You need the following steps to get close:
1. shotgun coverage. Technology limits us to reading ~500 bases of sequence at a time, so we have to blow the genome to bits, sequence millions of fragments, then assemble it all back (computationally) into a contiguous sequence. Because a successful assembly relies on deeply redundant overlap amongst the fragments, we need ~8-10x shotgun coverage (24 to 30 billion bases) to try to assemble the human genome. The fly genome was shotgunned to 12x coverage to achieve the results Celera reports.
2. Assembly. Once you've got shotgun data, you can try to assemble the genome from those fragments.
3. Finishing. The automated assembly (like the fly genome now) will have a great number of gaps. These must now be closed, more manually, by expert molecular biologists; the gaps represent regions that are biologically difficult to sequence.
The actual science behind the Celera press release is that they have partially completed phase 1. They currently have 4-5x shotgun coverage of the human genome, about half of what they need for a proper assembly. They intend to get the other 4-5x coverage from the public "rough draft", which is at about the same stage Celera's project is in.
The two projects (Celera and public) are neck and neck in this "race". The difference is that we acknowledge that our sequence is a rough draft at this stage; whereas Celera claims that their sequence is complete.
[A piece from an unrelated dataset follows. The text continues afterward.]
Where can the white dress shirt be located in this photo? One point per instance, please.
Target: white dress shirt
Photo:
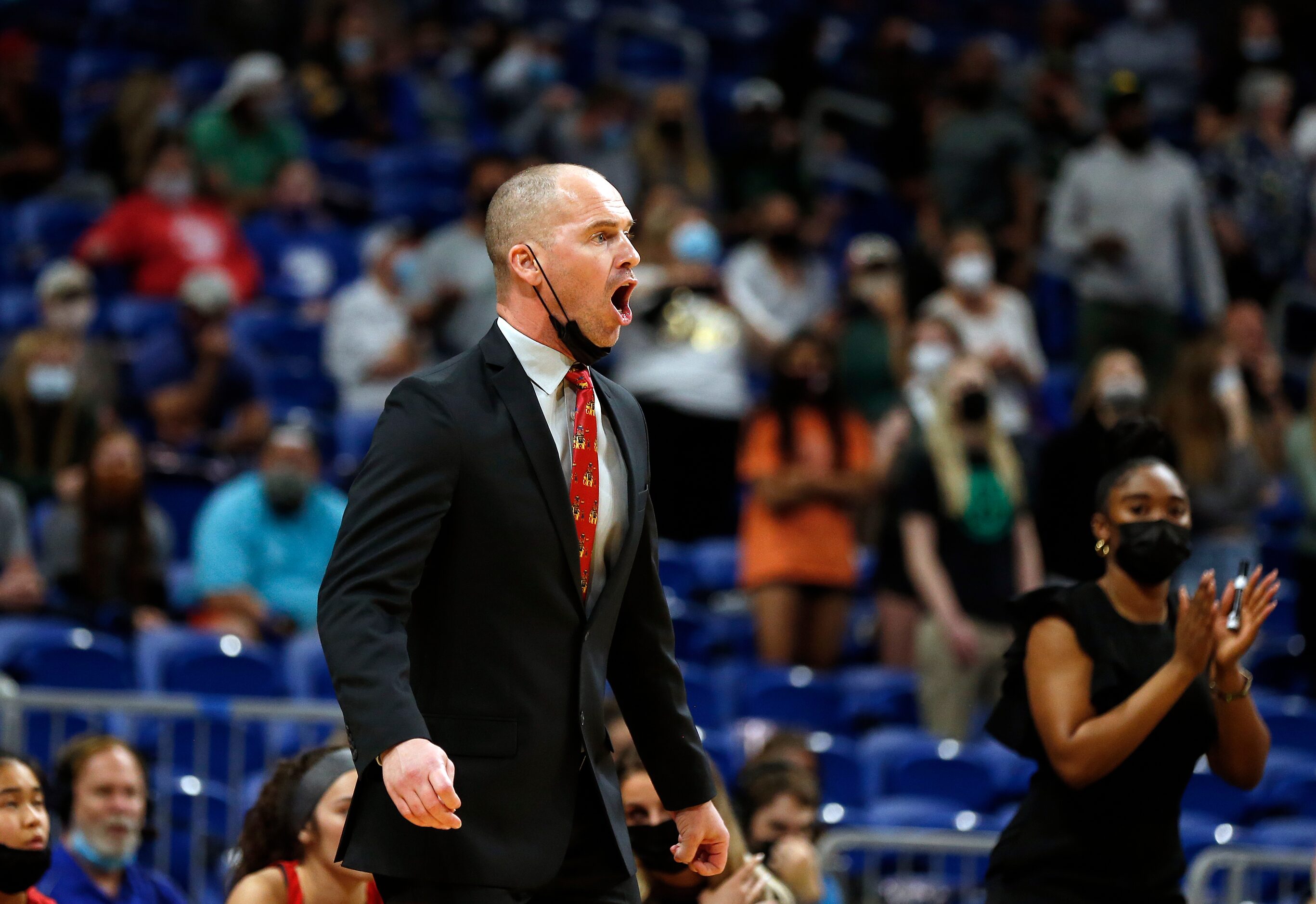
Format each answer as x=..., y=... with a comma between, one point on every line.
x=548, y=369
Celera has every right to spin their project to their investors any way they feel is appropriate, but scientifically, they are being rather disingenuous if not dishonest.
conflicting oblig. disclaimers: I'm a co-PI on the public project, and I (accidentally, through an acquisition) also hold substantial stock in CRA.
Although DNA fingerprinting is mostly accurate, it is based on differences in the introns, which are highly variable. As far as exons are concerned... You've probably heard that chimps and humans are 98% or so genetically similar, and humans and hamsters are 95% genetically similar.
If you compared the genes (exons) of any 2 people, you'd find them to be 99.99999999% or more similar. The differences are very slight. What makes people unique is not the genes so much as which ones are expressed.